ENG 329 3.3: What is Affect?

Today’s Plan:

  • Andrew Murphie’s “Affect– Basic Summary of Approaches”
  • Homework

What is Affect?

Today we will try to work out what is “affect,” working through Murphie’s overview of the term and some of its different/major meanings.

Affect is…

  • the continual creation of heterogeneous durations of being
  • Affect make up the relations with the temporary worlds we are constantly creating, and by which we are constantly being created. Affect involves the moment to moment question of being in the world, in all its constant change
  • Affect arises in the the midst of in-between-ness: in the capacities to act and be acted upon
  • Affect is an impingement or extrusion of a momentary or sometimes more sustained set of relations as well as the passages of forces or intensities. That is, affect is found in those intensities that pass body to body (human, non-human, part-body, and otherwise), in those resonances that circulate about, between and sometimes stick to bodies and worlds, and in the very passages or variations between these intensities and resonances themselves.
  • Affect is often assumed to be crucial to our sense of self and simultaneously to question it.

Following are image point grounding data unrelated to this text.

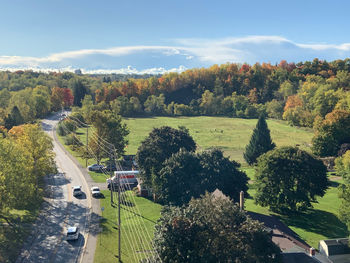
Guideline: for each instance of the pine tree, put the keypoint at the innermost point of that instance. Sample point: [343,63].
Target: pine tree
[259,143]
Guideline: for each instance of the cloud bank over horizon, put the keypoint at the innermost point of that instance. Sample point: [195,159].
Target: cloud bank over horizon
[182,54]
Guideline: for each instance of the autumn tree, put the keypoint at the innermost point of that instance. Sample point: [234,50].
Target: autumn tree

It is crucial to our relations, conscious, unconscious or non-conscious, as well as our sense of place, our own and other bodies… and to larger questions (such as the way the economic market works, business works, questions about the way we affect the world at large ecologically, etc).
  • The main division in affect theory is between those who are interested primarily in feeling and emotion and those interested in the general way that forces affect each other
  • In any case, a general list of the many ways in which affect has been defined might include the following: Simply affecting or being affected. Affectation. Emotion. Feeling. Background. Mood. Affective Tone. Motivation. Interest.
  • Affects motivate others as they are “communicated rapidly through facial expression” etc. If someone is angry, it motivates them, us, and our relationship, at a basic biological level.
  • For Freud, lots of problems emerged as affect tussled with the psychic/ideational/representational. Ideational representatives could be repressed without too much transformation, but for affects, it was a different story. What happens to them in repression, and how do they return?
  • [Affect in terms of power and politics] links the shifting play of capacities and capabilities to the individual tolerance (or not) of intensities on the one hand, and to an interlinked general world on the other
  • For Deleuze and Guattari, affects, as becomings and mutual contagions, can operate independent of emotion or feeling. “…there are no feelings in Bacon: there are nothing but affects; that is, “sensations” and “instincts,” according to the formula of naturalism.
  • Although the approach to affect as emotion, feeling, or pleasure has value, Deleuze above suggests something very different–a possible politics that takes into account instinct, in the sense of filling the flesh
  • This intensity is not only a matter of what affect means (that is, “affect means intensity”), but what it does (that is, afect works intensity, or is the work of intensity). Affect is intensities coming together, moving each other, transforming and translating under or beyond meaning, beyond semantic of simply fixed systems, or cognitions, even emotions
  • Impersonal affect is the connecting thread of experience. It is the invisible glue that holds the world together. In event.
  • Affect is then immersed in the way in which the changing world constantly trades its forces, with us always immersed in this trade, whatever story we tell ourselves about it, however we “feel” about it, and whatever disciplines or concepts we form to talk about it, or with which we try to tweak this trade.
  • In short, affect is the emergence of actual relations on the one hand, and their falling back in to virtual relations (relational potential) on the other
  • Actually existing, structured things live in and through that with escapes them. Their autonomy is the autonomy of affect
  • This autonomy is not, as some people interpret it, to say that affect runs around by itself, independent of us and everything we do. It is rather to say that the shifting relations that are affect–simply put, the world as it “worlds”–make up the ocean in which everything we do swims (and in which “swimming arises,” ultimately, from which “we” arise). Affect is therefore more than “important”–in many ways it is the world in motion, in emergence and disappearance. Affect is central, before and after our assumptions of stability, subject, or object.
  • Even perception comes after affect.
  • For Massumi affect is all about the changing capacity of the body as it engages with the world (and with its own complexity).